Country: Brazil
Director: José Padilha
Time: 1 hour and 58 minutes
What It Elicits: Social critique, a lot of tension, and musings on invisibility
Where Can I Get It: Internet (free) and Kanopy (w/subscription)
Brazilian cinema captured international imagination with 2002’s City of God, a stylized juxtaposition of the violence, vivacity, and poverty of Rio de Janeiro’s favelas in bildungsroman form. Depicting events at a thirty year remove, City of God’s hopeful resolution stood in contrast to other less marketable explorations of similar topics by Brazilian directors, most notably the bleaker but more insightful Pixote (1980), a film which in turn inspired Mira Nair’s celebrated look at Mumbai’s street children in Salaam Bombay! (1988). In a similar vein, José Padilha’s documentary Bus 174, released the same year as City of God, functions as social commentary by excavating an inexplicable act of violence and tracing its antecedent history. It centers on a broad daylight bus hijacking by a young man named Sandro, who grew up homeless moving between jail and Rio’s slums. Taking passengers hostage and waving a gun at the congregating gawkers, assembling television cameras, and gathering police, Sandro appears to have no substantive demands as the bus sits idle in a middle-class Rio neighborhood and the afternoon unspools.

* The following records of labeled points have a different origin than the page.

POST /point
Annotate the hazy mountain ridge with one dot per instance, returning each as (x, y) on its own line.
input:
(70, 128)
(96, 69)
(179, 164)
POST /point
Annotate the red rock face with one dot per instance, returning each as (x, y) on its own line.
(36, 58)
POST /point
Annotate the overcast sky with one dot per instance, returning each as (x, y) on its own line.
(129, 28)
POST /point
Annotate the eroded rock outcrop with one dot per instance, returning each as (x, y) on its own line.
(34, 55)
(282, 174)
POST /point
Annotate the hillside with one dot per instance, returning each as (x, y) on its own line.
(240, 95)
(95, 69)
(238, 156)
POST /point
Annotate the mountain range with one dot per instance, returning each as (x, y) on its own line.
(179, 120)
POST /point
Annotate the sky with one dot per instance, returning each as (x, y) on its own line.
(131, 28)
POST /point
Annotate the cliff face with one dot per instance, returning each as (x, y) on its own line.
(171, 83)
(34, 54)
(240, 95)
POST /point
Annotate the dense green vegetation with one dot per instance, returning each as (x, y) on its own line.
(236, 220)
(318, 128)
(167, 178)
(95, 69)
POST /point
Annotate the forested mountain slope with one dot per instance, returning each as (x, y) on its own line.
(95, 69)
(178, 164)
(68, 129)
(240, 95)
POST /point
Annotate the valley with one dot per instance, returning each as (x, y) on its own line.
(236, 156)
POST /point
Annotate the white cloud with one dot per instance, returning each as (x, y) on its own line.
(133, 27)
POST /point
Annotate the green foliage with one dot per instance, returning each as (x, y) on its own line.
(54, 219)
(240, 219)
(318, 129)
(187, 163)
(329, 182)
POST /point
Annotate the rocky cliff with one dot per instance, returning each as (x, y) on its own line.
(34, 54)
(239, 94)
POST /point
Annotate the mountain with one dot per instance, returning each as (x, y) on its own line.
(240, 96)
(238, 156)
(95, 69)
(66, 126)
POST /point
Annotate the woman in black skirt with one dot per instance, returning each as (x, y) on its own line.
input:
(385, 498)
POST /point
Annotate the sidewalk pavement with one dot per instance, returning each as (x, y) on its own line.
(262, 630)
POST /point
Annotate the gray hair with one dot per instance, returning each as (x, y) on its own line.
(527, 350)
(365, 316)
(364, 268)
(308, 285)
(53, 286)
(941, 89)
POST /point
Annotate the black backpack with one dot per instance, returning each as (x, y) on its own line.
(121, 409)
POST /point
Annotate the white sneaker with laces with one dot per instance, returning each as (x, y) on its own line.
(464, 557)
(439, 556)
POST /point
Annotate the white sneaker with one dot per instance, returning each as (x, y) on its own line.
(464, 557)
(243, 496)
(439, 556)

In some ways, the pointlessness of Sandro’s action serves to underline the necessity of broader examination. Was he on drugs? Was he having a psychotic break? Was he reaching out for the attention so long denied him? It will forever be impossible to know. Yet if the film cannot exculpate its central character—for this would require more than the bare archive of his life can support—it seeks to contextualize him, exploring his early life, his socialization, and his relationship to the 1993 murder of six street children by Rio police known as the Candelaria Massacre. Throughout, Padilha starkly contrasts the invisibility of the impoverished and marginal with the spectacle violence creates, momentarily capable of eliciting society’s gaze. The film pushes its viewers to think beyond headlines, charting the ways trajectories and possibilities are circumscribed. For, as the final scenes of the film demonstrate, it is only when the cameras are out of sight and the crowd has dispersed that the true horror culminates.